The United States has maintained a tenuous ceasefire with North Korea for 60 years now, but public opinion toward the isolated Stalinist state is increasingly fearful and defensive. A new Gallup poll shows that 83 percent of Americans consider North Korea’s nuclear program to be a critical threat. Indeed there is also growing concern over the possibility that the DPRK’s nuclear program may be turning to a uranium fuel source which would, as Max Fisher of the Washington Post reports, make their program not only easier to hide and give them more possibilities for weapon construction, but would make it easier to trade and share with other nations who have hostile attitudes toward the US.

Considering the long history of threats between the US and North Korea with no real escalation in hostilities, it seems unlikely that the North’s threats should be taken as anything more than chest beating. However, with many US military personnel tied down in the Middle East, questions about the American capacity to combat the North are bound to arise. Not only is North Korea a nuclear power, but they field one of the largest conventional militaries on earth with two million Northern soldiers stationed along the Demilitarized Zone.

Aidan Brogan, a former Senior Airman who spent much of his military career stationed in South Korea, voiced concerns over the defensive posture of the US on the peninsula.

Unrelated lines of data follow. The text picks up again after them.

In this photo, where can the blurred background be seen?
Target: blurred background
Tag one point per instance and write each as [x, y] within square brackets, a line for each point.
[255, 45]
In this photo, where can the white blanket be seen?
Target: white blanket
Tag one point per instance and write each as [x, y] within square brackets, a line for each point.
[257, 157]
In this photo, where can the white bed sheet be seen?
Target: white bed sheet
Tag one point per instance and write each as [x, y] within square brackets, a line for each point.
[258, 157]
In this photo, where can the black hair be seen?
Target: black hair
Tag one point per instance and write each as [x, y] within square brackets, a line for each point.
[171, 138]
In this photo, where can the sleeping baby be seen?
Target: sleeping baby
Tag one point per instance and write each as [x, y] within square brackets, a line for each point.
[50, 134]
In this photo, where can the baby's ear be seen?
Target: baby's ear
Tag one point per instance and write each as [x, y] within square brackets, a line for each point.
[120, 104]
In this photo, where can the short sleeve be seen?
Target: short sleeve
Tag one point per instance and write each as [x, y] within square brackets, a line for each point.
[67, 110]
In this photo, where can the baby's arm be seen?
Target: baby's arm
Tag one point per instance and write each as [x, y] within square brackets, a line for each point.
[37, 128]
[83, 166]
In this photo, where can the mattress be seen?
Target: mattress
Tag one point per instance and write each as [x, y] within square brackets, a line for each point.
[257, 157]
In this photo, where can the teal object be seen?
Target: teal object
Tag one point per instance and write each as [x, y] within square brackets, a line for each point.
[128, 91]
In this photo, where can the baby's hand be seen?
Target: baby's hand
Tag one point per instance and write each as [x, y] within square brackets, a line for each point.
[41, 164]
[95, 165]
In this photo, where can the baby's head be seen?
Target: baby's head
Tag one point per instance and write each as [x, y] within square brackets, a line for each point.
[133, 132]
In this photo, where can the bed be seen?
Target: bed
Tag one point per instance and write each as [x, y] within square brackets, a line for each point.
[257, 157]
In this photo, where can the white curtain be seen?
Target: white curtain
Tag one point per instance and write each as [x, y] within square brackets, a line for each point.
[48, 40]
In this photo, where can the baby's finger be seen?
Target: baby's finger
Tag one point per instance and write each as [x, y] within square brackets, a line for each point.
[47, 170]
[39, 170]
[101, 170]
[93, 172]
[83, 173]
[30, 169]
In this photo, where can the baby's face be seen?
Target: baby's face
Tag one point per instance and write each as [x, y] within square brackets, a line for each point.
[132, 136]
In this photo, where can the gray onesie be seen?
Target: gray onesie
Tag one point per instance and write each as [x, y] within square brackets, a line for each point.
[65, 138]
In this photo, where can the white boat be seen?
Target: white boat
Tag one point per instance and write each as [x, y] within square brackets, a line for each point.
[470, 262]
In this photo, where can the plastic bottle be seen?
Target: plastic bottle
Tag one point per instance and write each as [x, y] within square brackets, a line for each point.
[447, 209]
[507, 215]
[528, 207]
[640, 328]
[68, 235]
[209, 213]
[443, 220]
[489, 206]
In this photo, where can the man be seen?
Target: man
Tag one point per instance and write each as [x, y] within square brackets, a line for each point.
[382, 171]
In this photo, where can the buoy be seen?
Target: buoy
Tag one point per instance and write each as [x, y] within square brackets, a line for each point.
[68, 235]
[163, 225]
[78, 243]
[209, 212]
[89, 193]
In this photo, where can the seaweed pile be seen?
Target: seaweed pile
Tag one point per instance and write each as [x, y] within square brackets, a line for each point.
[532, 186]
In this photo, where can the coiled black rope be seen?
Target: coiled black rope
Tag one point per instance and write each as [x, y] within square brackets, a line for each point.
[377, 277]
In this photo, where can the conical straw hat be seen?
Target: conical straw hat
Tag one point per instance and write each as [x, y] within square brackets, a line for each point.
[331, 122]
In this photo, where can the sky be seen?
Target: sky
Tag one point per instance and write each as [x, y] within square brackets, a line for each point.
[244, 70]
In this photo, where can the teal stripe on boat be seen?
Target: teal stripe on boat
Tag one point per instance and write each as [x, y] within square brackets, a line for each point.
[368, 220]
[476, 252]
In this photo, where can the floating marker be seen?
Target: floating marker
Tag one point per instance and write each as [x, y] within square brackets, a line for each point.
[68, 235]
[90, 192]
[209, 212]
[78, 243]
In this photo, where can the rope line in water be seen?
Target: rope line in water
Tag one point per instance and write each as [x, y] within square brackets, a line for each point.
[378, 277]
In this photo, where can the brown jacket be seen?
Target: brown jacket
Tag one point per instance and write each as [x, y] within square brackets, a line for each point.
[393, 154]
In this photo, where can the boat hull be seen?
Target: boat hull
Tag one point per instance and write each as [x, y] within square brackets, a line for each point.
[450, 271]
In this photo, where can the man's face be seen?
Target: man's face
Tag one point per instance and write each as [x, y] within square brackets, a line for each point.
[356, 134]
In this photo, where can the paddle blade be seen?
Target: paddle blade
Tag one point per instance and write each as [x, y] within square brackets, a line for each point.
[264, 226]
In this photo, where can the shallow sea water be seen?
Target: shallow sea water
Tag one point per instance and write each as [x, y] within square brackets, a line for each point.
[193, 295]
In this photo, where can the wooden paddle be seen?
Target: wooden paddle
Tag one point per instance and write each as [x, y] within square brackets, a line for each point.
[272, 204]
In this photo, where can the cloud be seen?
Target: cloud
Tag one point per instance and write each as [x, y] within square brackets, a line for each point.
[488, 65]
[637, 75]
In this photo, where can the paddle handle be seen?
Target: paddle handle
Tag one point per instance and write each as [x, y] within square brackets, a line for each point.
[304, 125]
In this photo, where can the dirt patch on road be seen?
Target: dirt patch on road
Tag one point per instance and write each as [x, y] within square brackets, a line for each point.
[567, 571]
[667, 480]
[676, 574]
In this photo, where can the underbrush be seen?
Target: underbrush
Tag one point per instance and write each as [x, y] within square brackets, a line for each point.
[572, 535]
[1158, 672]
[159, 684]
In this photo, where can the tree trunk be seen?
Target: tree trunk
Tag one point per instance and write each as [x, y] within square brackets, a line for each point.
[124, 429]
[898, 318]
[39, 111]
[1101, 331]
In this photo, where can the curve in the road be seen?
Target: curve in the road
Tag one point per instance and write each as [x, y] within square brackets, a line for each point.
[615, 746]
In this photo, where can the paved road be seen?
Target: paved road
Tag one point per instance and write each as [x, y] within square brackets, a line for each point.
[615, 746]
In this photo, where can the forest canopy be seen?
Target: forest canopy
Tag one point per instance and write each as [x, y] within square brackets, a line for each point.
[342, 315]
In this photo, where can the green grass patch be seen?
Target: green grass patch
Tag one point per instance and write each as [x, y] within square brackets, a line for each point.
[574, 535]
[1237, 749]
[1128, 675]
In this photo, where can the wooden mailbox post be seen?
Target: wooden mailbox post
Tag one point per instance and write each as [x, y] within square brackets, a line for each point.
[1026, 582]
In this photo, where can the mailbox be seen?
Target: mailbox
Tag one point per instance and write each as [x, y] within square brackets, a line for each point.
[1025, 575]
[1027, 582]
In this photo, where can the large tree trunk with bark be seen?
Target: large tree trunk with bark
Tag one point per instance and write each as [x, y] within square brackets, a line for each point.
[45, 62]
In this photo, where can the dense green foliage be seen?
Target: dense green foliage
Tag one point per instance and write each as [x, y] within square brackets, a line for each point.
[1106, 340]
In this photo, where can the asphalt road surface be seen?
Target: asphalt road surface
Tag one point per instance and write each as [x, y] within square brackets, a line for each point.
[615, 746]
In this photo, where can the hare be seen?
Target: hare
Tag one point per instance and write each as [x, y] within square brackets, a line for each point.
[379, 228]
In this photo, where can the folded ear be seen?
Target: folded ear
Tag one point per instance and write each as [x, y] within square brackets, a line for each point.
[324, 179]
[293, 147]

“You’re briefed on arrival and they make it clear that it is a no-win scenario,” Brogan said. “The installations we have are ‘speed bumps’ to slow down the North Korean advance until we can bring more troops into the country.”

Brogan described the intense measures the military takes when diplomatic hostilities gain ground, saying that in situations like this the armed forces would immediately go into war-preparedness exercises in which service members would work 12 hours a day, seven days a week until things eventually cooled down. However, this rigorous practice and training is undergone with the knowledge that the US is outnumbered and in many ways unaware of many methods the North could use in the event of a conflict.

“They have invasion tunnels that we haven’t discovered yet, and there are infiltrators in the South. Operational security was very, very important to us.” At the end of the day, Brogan suggested that their main plan if the North made a move is to “Get the planes in the air and hope for the best.”

While the US focuses most of its international attention regarding nuclear disarmament on Iran, which has a fairly undeveloped and small nuclear program, North Korea’s hostility combined with their actual proven nuclear capability is unsettling. With a grim military situation and a more and more relevant nuclear program, the essential question of whether or not the US should bolster its defenses in South Korea is still in the air.